# MPI for python 

In this notebook, you will learn how to run your python code on many cores using Message Pasing Interface (MPI).  This is the type of "parallel computing" you should use to scale your code for running on "high performance computing" systems like the HPC facilities at Caltech. 


## What is parallel programming ?

If you run your ordinary python (or any other language) without any parallelization, in practice, it will use only 1 core of your machine while you have many more available. The purpose of parallelzation of a code is to use as many cores as possible to speed up your code. If you parallelize it in an efficient way, the speed-up will be roughly proportional to # of cores used. It is a great benefit when you have access to super-computers which have hundreds of cores available for you. 

Parallelize your code and get more work done !

## Quick review of a computer's structure :

A stand-alone computer like your current desktop is called a $\textbf{node}$ which contains few $\textbf{cores}$ (also clalled CPUs or $\textbf{processors}$). By default, the memory is shared among all these cores for the purpose of holding data while running your code. e.g. All cores know about the value of a variable which was calculated on any of the cores within the same node.

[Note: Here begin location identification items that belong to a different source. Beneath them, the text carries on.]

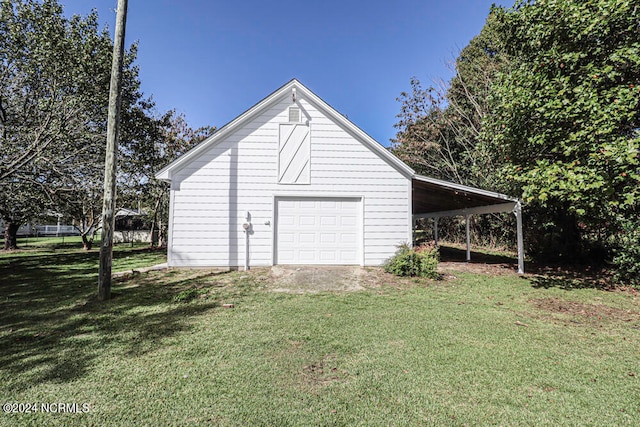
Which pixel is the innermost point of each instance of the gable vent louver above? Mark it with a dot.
(294, 115)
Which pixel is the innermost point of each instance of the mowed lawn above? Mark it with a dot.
(470, 349)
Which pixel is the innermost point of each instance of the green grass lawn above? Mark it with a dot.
(468, 350)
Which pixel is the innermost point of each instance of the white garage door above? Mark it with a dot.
(318, 231)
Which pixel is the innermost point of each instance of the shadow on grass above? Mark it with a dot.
(569, 280)
(52, 329)
(453, 254)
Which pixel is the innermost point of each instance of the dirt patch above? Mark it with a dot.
(323, 372)
(303, 279)
(586, 311)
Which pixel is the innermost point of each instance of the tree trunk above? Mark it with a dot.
(154, 241)
(10, 238)
(113, 122)
(87, 243)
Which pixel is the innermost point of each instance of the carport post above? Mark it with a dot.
(517, 210)
(466, 221)
(435, 230)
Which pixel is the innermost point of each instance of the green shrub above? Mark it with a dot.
(419, 261)
(627, 255)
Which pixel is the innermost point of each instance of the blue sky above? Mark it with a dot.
(211, 60)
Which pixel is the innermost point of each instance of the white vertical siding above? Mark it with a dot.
(212, 194)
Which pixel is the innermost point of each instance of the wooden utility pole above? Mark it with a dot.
(113, 127)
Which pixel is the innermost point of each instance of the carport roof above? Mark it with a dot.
(433, 197)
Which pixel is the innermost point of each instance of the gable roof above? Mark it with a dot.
(302, 91)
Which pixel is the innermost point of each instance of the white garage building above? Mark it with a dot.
(292, 181)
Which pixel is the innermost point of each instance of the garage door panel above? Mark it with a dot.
(318, 231)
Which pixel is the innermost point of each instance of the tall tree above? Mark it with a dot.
(566, 116)
(149, 143)
(54, 82)
(439, 127)
(110, 169)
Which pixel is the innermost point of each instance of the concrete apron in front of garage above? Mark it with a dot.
(306, 278)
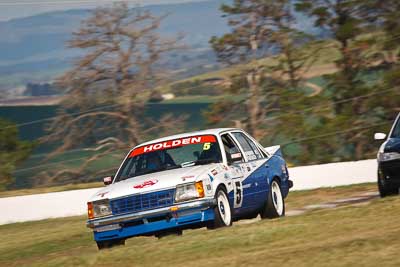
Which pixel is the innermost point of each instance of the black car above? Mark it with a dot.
(389, 161)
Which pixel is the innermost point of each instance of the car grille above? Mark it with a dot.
(141, 202)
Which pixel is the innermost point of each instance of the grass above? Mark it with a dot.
(358, 235)
(42, 190)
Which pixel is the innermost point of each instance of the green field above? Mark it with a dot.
(354, 235)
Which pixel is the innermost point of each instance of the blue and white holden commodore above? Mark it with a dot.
(206, 178)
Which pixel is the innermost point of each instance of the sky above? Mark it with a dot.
(10, 9)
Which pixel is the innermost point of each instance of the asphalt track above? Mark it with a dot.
(73, 203)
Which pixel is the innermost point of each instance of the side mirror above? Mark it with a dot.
(380, 136)
(108, 180)
(234, 155)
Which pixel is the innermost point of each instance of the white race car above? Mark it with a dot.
(206, 178)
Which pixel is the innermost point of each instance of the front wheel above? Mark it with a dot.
(274, 207)
(222, 211)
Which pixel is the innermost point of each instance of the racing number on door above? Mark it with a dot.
(238, 195)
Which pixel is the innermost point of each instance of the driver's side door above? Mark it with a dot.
(235, 171)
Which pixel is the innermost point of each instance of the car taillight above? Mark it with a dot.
(90, 210)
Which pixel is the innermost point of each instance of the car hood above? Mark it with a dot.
(392, 145)
(153, 182)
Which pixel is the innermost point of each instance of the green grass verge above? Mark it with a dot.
(358, 235)
(42, 190)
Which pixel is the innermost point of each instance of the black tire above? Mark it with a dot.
(222, 210)
(386, 190)
(274, 206)
(110, 243)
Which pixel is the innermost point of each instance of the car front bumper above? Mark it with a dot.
(153, 221)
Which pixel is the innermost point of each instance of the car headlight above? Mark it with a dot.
(99, 209)
(190, 191)
(388, 156)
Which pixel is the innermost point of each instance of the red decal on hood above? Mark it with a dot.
(146, 184)
(102, 194)
(187, 177)
(173, 143)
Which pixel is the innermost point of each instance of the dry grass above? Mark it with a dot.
(348, 236)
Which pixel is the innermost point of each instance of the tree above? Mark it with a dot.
(260, 29)
(346, 21)
(108, 87)
(12, 152)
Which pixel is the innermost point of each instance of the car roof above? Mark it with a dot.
(215, 131)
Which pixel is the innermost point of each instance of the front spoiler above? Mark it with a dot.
(198, 204)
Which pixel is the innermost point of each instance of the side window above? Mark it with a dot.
(229, 145)
(248, 146)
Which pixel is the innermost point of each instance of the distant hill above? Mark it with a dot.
(32, 49)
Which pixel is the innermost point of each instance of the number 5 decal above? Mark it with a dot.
(238, 198)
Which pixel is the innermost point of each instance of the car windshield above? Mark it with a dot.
(396, 130)
(172, 154)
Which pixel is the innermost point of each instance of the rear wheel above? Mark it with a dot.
(110, 243)
(222, 211)
(274, 207)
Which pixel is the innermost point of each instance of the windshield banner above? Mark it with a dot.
(173, 144)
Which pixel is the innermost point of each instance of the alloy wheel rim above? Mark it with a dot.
(223, 207)
(277, 198)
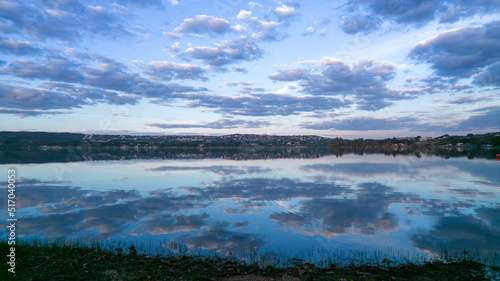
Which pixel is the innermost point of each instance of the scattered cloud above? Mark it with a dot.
(14, 47)
(225, 53)
(291, 74)
(243, 14)
(363, 123)
(359, 23)
(23, 113)
(267, 104)
(461, 52)
(166, 71)
(218, 124)
(468, 99)
(366, 81)
(284, 12)
(203, 24)
(368, 15)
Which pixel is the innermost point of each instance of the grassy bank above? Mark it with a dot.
(62, 261)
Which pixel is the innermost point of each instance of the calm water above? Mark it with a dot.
(284, 205)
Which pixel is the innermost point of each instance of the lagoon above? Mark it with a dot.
(292, 204)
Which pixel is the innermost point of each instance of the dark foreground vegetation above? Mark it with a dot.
(60, 261)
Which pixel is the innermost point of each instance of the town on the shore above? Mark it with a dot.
(49, 139)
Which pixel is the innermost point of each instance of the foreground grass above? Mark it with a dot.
(59, 261)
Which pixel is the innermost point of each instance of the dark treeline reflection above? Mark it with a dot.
(72, 154)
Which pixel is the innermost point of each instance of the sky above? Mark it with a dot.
(362, 68)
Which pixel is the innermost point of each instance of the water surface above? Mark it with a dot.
(407, 203)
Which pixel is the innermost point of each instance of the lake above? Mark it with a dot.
(277, 203)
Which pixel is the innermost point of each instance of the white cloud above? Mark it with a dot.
(243, 14)
(284, 11)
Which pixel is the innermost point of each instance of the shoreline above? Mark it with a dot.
(70, 261)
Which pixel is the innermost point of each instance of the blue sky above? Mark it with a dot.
(365, 68)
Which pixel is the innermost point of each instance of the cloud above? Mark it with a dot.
(366, 81)
(109, 75)
(309, 31)
(55, 68)
(470, 99)
(161, 92)
(291, 74)
(267, 104)
(64, 20)
(203, 24)
(240, 69)
(23, 113)
(218, 124)
(243, 14)
(254, 4)
(266, 30)
(14, 47)
(284, 12)
(434, 84)
(364, 123)
(461, 52)
(91, 94)
(487, 119)
(166, 71)
(368, 15)
(37, 99)
(359, 23)
(489, 77)
(225, 53)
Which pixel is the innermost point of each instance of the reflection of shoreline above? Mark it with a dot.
(70, 154)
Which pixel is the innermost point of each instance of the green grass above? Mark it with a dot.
(36, 260)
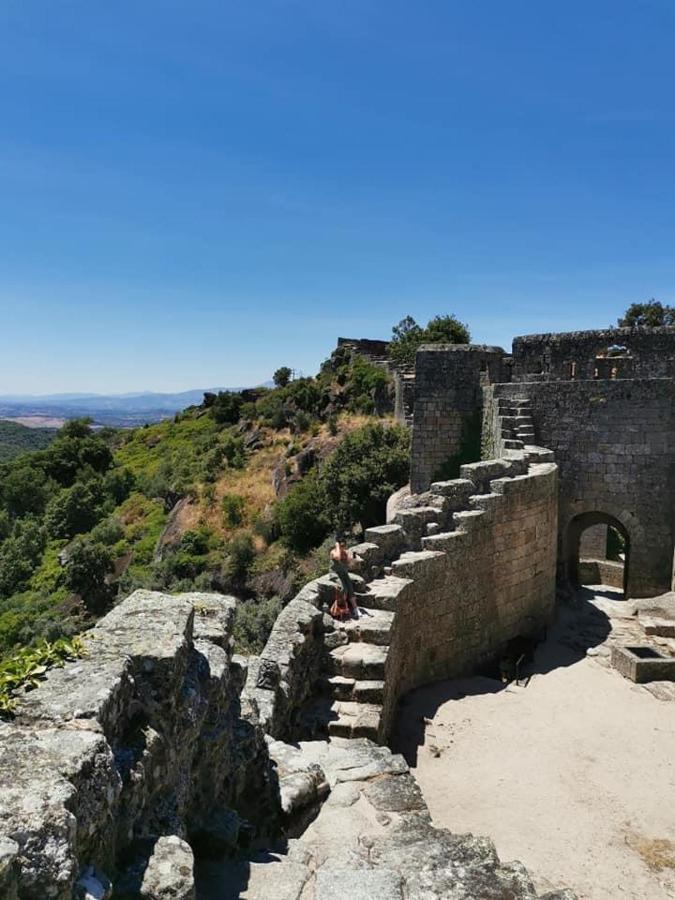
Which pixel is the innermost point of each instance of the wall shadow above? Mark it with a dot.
(580, 623)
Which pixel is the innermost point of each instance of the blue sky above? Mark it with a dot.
(192, 194)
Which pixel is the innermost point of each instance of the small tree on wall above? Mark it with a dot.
(407, 336)
(651, 314)
(282, 376)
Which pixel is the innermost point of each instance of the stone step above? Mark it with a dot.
(354, 720)
(419, 564)
(359, 661)
(385, 593)
(349, 689)
(389, 538)
(443, 542)
(371, 691)
(372, 626)
(341, 688)
(468, 519)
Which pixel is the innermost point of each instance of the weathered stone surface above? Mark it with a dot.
(92, 885)
(140, 737)
(362, 884)
(170, 871)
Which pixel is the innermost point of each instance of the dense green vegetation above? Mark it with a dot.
(27, 667)
(189, 504)
(408, 336)
(651, 314)
(16, 439)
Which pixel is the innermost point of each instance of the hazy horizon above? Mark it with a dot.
(199, 194)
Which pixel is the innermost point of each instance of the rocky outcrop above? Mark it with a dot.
(140, 739)
(372, 837)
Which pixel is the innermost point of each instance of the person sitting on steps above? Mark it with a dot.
(340, 561)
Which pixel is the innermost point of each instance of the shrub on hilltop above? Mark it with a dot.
(408, 336)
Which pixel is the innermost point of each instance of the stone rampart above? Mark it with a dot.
(477, 584)
(614, 442)
(586, 355)
(447, 407)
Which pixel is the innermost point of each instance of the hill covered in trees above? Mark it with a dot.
(239, 494)
(16, 438)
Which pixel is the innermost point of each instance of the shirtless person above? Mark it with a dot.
(340, 559)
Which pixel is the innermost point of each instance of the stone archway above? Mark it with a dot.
(575, 529)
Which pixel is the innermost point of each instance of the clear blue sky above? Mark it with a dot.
(194, 193)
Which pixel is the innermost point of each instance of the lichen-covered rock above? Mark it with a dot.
(142, 736)
(166, 874)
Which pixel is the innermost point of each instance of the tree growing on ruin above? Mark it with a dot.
(407, 336)
(282, 376)
(651, 314)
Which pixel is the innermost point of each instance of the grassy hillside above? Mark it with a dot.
(238, 495)
(16, 439)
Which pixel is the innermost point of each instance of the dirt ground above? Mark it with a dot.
(573, 774)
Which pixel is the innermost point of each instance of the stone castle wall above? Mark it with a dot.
(447, 404)
(578, 355)
(614, 441)
(476, 586)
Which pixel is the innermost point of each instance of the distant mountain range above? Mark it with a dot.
(104, 409)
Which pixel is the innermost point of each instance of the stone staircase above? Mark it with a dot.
(516, 421)
(348, 700)
(349, 703)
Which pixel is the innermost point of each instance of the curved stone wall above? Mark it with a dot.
(614, 442)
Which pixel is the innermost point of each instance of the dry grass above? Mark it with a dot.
(656, 853)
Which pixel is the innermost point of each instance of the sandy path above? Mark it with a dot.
(573, 775)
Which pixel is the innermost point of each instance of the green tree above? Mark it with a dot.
(302, 517)
(24, 488)
(233, 509)
(651, 314)
(85, 573)
(20, 555)
(240, 556)
(408, 336)
(227, 407)
(282, 376)
(74, 510)
(365, 469)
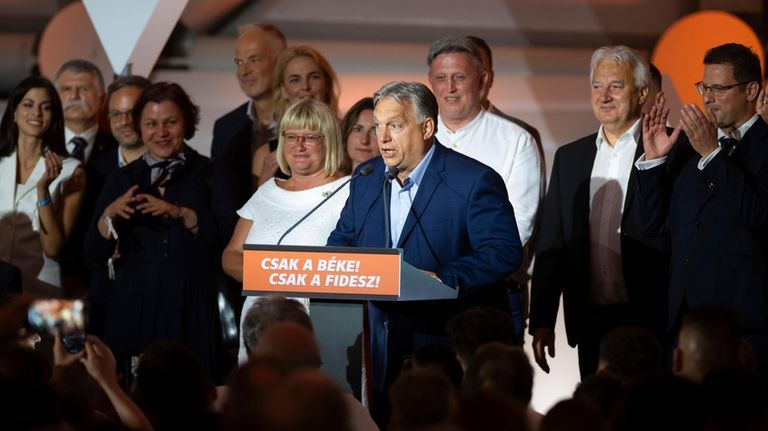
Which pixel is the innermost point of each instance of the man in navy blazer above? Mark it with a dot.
(716, 209)
(237, 134)
(449, 213)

This picture illustrates 2 independent nodes, or computers, being connected via a network. In this example, each node contains 3 cores which share memory among themselves. On the other hand, the two separate nodes do not have shared memory. For example, if a core on the right node needs to know the value of a variable calculated on a core located on the other node, you need to send that data within the network connecting these two nodes. Therefore, communication between cores on different nodes are slower than cores within the same node.

![Node-cores](media/node-core.png)



## What are the options ?


There are 3 options to make your code parallel :

1. $\textbf{Simplest and fastests way}$ : If you want to run the same code on different data chunks, you can simply run your code multiple times and each time feed one chunck of the data to it. Each time you run your code, a single core is hookep up to run your code on it.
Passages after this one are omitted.